Wednesday, July 1, 2015

Because We Need To Be With Families Who Look Like Us

Ah, this poor, neglected blog!  If you're reading this, thank you for coming back!  This is my personal blog, as opposed to my other one, "Is It Hot In Here?" Menopause, Motherhood & More (, which I'm TRYING to turn into a money maker.

If you've been reading either blog, you know that I am the proud mother of a little girl who was adopted from China.  You can read my family's story here.  A few years ago, we had a MASSIVE reunion with about ten families who traveled with my husband to China to pick up their daughters.  The reunion was INCREDIBLE!  All of the girls got along and the parents got to trade stories about their kids (one fascinating similarity:  they are very strong-willed children).  And even though we're scattered across the country, my family is fortunate to live within driving distance of two of of those families.

We LOVE seeing the Smiths and Johnsons (not their real names).  We get together with them at least once a year.  It's lovely that the girls are virtually growing up together and pick up exactly where they left off the last time we all gathered.

It's also crucial that they see other families that look like us.

When we first started meeting, the siblings (who are all biological) would also trade stories, but since two are teenagers and of different sexes, that's not happening as much.  The teens are bored; that's tough toenails because this is really about the little ones and the parents.

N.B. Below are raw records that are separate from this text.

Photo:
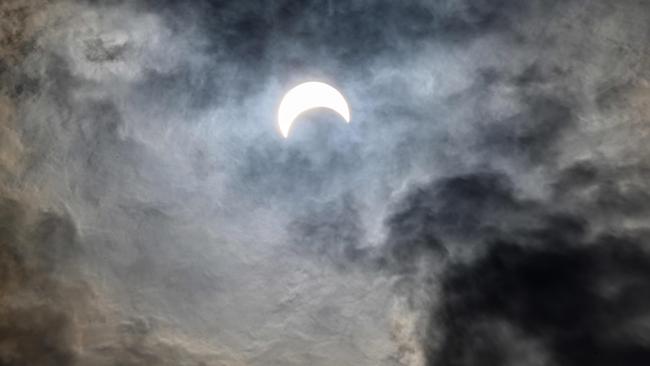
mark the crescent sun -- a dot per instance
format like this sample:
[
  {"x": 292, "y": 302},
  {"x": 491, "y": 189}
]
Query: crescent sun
[{"x": 308, "y": 96}]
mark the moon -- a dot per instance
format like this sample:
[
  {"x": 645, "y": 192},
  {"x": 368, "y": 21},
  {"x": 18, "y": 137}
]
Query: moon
[{"x": 310, "y": 95}]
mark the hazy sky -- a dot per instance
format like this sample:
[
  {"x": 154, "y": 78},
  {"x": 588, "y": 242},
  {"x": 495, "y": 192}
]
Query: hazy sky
[{"x": 487, "y": 205}]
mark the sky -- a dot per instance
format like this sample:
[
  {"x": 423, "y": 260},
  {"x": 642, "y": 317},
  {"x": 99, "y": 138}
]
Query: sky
[{"x": 487, "y": 204}]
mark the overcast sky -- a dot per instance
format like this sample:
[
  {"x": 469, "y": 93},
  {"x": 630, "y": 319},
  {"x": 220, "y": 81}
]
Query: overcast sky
[{"x": 487, "y": 204}]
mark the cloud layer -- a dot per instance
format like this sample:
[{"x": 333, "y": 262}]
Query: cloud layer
[{"x": 486, "y": 205}]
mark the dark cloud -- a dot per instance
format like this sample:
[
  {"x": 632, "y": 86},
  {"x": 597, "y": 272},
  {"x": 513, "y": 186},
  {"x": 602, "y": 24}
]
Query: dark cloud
[{"x": 486, "y": 206}]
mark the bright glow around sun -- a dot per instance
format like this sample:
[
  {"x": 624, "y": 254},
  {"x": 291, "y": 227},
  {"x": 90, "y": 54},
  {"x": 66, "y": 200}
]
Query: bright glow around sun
[{"x": 308, "y": 96}]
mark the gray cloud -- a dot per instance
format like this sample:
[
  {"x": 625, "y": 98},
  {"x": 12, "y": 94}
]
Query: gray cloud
[{"x": 485, "y": 206}]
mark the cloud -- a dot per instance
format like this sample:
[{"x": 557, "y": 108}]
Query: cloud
[{"x": 152, "y": 214}]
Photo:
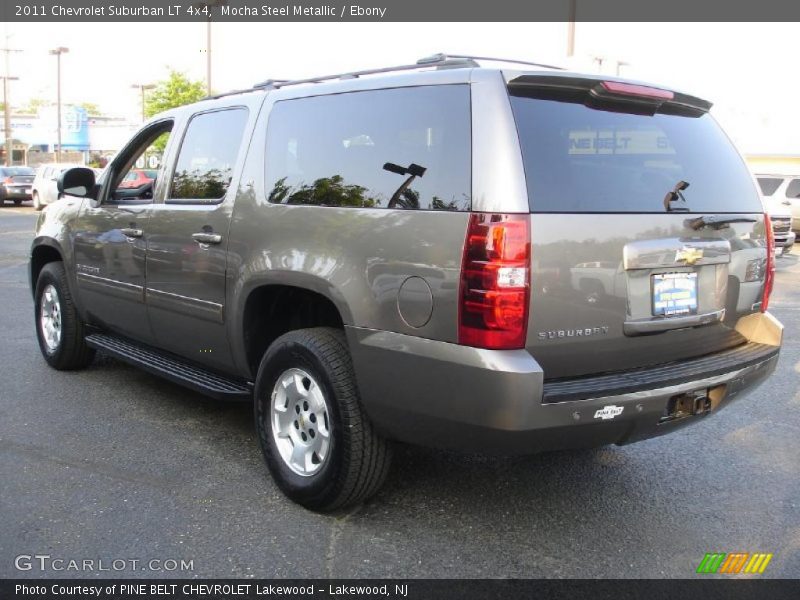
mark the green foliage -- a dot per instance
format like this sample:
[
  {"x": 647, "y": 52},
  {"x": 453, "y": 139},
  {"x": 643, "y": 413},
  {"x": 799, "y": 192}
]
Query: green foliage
[
  {"x": 176, "y": 90},
  {"x": 33, "y": 105},
  {"x": 90, "y": 107}
]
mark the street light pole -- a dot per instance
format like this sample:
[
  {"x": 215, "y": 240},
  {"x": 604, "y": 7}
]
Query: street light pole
[
  {"x": 7, "y": 119},
  {"x": 143, "y": 87},
  {"x": 57, "y": 52},
  {"x": 571, "y": 30},
  {"x": 6, "y": 107},
  {"x": 208, "y": 5}
]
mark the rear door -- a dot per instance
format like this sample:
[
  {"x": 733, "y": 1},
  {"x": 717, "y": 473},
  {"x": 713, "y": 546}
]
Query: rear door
[
  {"x": 648, "y": 238},
  {"x": 187, "y": 238}
]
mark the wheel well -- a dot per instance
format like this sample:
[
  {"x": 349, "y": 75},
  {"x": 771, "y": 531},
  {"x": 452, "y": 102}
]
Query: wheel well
[
  {"x": 272, "y": 310},
  {"x": 40, "y": 256}
]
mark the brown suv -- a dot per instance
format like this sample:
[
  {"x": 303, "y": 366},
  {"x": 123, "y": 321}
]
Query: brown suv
[{"x": 444, "y": 254}]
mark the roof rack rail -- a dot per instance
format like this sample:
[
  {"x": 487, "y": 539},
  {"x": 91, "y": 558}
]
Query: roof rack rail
[
  {"x": 440, "y": 61},
  {"x": 445, "y": 61},
  {"x": 436, "y": 58}
]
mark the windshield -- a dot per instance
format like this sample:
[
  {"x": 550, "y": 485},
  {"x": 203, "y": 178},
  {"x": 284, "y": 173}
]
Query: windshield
[{"x": 581, "y": 159}]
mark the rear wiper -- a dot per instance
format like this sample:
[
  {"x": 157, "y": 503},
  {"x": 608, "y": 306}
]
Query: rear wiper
[
  {"x": 716, "y": 221},
  {"x": 675, "y": 194}
]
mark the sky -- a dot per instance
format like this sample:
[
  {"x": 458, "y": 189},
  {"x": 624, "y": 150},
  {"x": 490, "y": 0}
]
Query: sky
[{"x": 748, "y": 70}]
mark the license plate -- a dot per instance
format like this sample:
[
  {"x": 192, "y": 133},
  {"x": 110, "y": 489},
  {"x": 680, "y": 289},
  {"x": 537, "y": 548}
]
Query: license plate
[{"x": 674, "y": 294}]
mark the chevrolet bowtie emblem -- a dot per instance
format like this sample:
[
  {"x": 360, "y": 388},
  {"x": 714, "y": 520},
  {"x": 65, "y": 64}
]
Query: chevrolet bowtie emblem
[{"x": 688, "y": 255}]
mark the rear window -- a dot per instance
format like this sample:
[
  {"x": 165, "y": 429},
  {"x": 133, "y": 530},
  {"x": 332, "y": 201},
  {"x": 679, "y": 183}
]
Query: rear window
[
  {"x": 768, "y": 185},
  {"x": 403, "y": 148},
  {"x": 580, "y": 159},
  {"x": 793, "y": 191}
]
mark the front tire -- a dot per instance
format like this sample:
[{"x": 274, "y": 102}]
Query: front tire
[
  {"x": 59, "y": 329},
  {"x": 319, "y": 445}
]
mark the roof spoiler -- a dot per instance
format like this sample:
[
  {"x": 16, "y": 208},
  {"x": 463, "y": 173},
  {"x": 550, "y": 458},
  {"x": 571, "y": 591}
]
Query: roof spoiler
[{"x": 612, "y": 95}]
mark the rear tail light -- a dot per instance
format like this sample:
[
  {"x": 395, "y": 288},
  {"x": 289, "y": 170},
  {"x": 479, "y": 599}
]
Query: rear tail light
[
  {"x": 495, "y": 286},
  {"x": 769, "y": 276}
]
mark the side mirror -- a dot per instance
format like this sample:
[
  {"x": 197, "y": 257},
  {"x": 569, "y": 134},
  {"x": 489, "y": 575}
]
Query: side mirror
[{"x": 78, "y": 181}]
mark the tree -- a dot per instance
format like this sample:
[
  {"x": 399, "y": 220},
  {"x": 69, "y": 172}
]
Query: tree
[
  {"x": 176, "y": 90},
  {"x": 90, "y": 107},
  {"x": 33, "y": 105}
]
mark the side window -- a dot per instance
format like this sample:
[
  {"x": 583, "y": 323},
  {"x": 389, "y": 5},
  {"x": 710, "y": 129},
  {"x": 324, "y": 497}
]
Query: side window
[
  {"x": 405, "y": 148},
  {"x": 793, "y": 190},
  {"x": 208, "y": 156},
  {"x": 129, "y": 186}
]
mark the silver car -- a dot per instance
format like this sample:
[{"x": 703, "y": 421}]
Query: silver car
[
  {"x": 44, "y": 189},
  {"x": 783, "y": 192}
]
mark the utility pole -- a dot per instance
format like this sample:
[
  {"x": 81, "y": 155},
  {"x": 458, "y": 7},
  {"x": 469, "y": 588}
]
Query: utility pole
[
  {"x": 143, "y": 87},
  {"x": 57, "y": 52},
  {"x": 6, "y": 105},
  {"x": 209, "y": 5},
  {"x": 573, "y": 9}
]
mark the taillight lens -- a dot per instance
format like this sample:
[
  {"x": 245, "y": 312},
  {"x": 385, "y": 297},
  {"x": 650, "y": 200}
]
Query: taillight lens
[
  {"x": 495, "y": 281},
  {"x": 769, "y": 277}
]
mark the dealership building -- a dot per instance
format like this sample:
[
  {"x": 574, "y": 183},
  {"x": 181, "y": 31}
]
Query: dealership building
[{"x": 83, "y": 136}]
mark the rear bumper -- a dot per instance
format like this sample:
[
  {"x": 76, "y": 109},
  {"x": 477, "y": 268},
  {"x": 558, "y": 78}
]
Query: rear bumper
[
  {"x": 786, "y": 240},
  {"x": 450, "y": 396}
]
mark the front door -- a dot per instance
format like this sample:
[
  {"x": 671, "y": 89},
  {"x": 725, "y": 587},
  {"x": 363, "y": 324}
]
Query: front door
[
  {"x": 187, "y": 240},
  {"x": 110, "y": 243}
]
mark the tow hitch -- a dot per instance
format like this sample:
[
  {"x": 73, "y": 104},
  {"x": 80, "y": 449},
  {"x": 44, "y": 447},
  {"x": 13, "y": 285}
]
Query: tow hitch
[{"x": 693, "y": 404}]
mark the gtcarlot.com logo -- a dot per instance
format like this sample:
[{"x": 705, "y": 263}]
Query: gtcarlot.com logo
[
  {"x": 46, "y": 562},
  {"x": 734, "y": 563}
]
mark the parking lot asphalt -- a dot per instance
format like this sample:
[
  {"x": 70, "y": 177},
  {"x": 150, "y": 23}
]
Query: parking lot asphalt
[{"x": 111, "y": 463}]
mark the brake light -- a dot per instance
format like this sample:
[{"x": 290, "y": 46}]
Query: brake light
[
  {"x": 630, "y": 89},
  {"x": 769, "y": 276},
  {"x": 495, "y": 282}
]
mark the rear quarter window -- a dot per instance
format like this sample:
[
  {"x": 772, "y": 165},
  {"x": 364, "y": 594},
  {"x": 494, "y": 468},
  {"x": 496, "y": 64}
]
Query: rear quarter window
[
  {"x": 768, "y": 185},
  {"x": 793, "y": 189},
  {"x": 405, "y": 148},
  {"x": 581, "y": 159}
]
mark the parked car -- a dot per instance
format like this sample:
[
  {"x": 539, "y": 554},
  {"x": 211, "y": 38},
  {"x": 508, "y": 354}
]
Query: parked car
[
  {"x": 784, "y": 192},
  {"x": 394, "y": 258},
  {"x": 44, "y": 190},
  {"x": 138, "y": 177},
  {"x": 15, "y": 184}
]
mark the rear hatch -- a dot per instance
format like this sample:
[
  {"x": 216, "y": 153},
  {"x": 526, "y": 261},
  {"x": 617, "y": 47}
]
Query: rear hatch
[{"x": 647, "y": 231}]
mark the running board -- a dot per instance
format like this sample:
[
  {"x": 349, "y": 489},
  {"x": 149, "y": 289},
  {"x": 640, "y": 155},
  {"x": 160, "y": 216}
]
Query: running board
[{"x": 171, "y": 367}]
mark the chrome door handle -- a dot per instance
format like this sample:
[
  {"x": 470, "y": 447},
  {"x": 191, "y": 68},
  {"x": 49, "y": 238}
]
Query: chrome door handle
[
  {"x": 207, "y": 238},
  {"x": 130, "y": 232}
]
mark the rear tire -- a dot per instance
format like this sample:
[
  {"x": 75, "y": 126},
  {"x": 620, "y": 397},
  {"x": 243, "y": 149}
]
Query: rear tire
[
  {"x": 59, "y": 329},
  {"x": 319, "y": 445}
]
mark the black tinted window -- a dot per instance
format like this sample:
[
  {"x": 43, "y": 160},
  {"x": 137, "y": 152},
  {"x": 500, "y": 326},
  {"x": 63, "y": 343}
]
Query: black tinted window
[
  {"x": 768, "y": 185},
  {"x": 793, "y": 191},
  {"x": 401, "y": 148},
  {"x": 208, "y": 155},
  {"x": 580, "y": 159}
]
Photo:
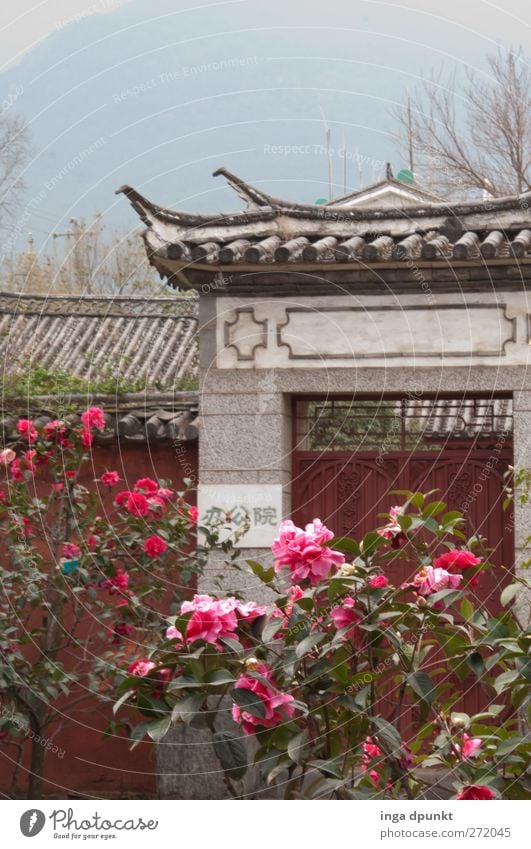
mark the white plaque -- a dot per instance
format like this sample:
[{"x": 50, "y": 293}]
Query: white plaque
[{"x": 232, "y": 503}]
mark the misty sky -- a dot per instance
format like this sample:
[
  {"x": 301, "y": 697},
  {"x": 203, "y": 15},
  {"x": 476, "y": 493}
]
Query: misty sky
[{"x": 159, "y": 93}]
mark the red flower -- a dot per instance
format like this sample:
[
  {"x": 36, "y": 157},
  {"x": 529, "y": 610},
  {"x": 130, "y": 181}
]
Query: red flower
[
  {"x": 146, "y": 485},
  {"x": 86, "y": 438},
  {"x": 93, "y": 417},
  {"x": 26, "y": 428},
  {"x": 378, "y": 582},
  {"x": 457, "y": 561},
  {"x": 154, "y": 546},
  {"x": 117, "y": 583},
  {"x": 134, "y": 502},
  {"x": 110, "y": 478},
  {"x": 476, "y": 791}
]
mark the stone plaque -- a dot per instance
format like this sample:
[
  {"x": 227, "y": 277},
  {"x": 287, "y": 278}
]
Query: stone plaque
[{"x": 231, "y": 503}]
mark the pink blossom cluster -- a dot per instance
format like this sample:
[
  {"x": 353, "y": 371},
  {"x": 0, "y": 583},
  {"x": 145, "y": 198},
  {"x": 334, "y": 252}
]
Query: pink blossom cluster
[
  {"x": 278, "y": 706},
  {"x": 304, "y": 552},
  {"x": 213, "y": 619}
]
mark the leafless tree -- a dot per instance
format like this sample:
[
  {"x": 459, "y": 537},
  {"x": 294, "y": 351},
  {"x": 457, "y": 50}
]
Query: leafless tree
[
  {"x": 475, "y": 136},
  {"x": 15, "y": 150}
]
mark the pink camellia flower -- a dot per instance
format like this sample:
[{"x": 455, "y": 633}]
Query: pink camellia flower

Our gatherings are low-maintenance.  We don't need any kind of fancy sightseeing trips.  On our last trip to Wilkes-Barre, Pennsylvania, it poured!  That was fine because our hotel had an indoor pool (we ALWAYS get an indoor pool) which the girls splashed around in until they were water-logged and tired.  They played video games in our room and we ended the weekend with a trip to the mall.  For the parents, it's become less of a "comparing notes" session and more the opportunity to just see friends. 

My daughter is the ultimate blessing and being able to share our parenting experience with other families who have gone through the adoption process and tackle some of the same issues we do ( such as instilling pride in our daughters' origins and country, some of the questions the girls pose about their births, etc.) has been important to us.

Interracial families are not the anomaly they once were, but they're still not common.  Seeing other families who have grown in other ways than by direct genetics is important.

We are so lucky that our family has grown in love thanks to adoption.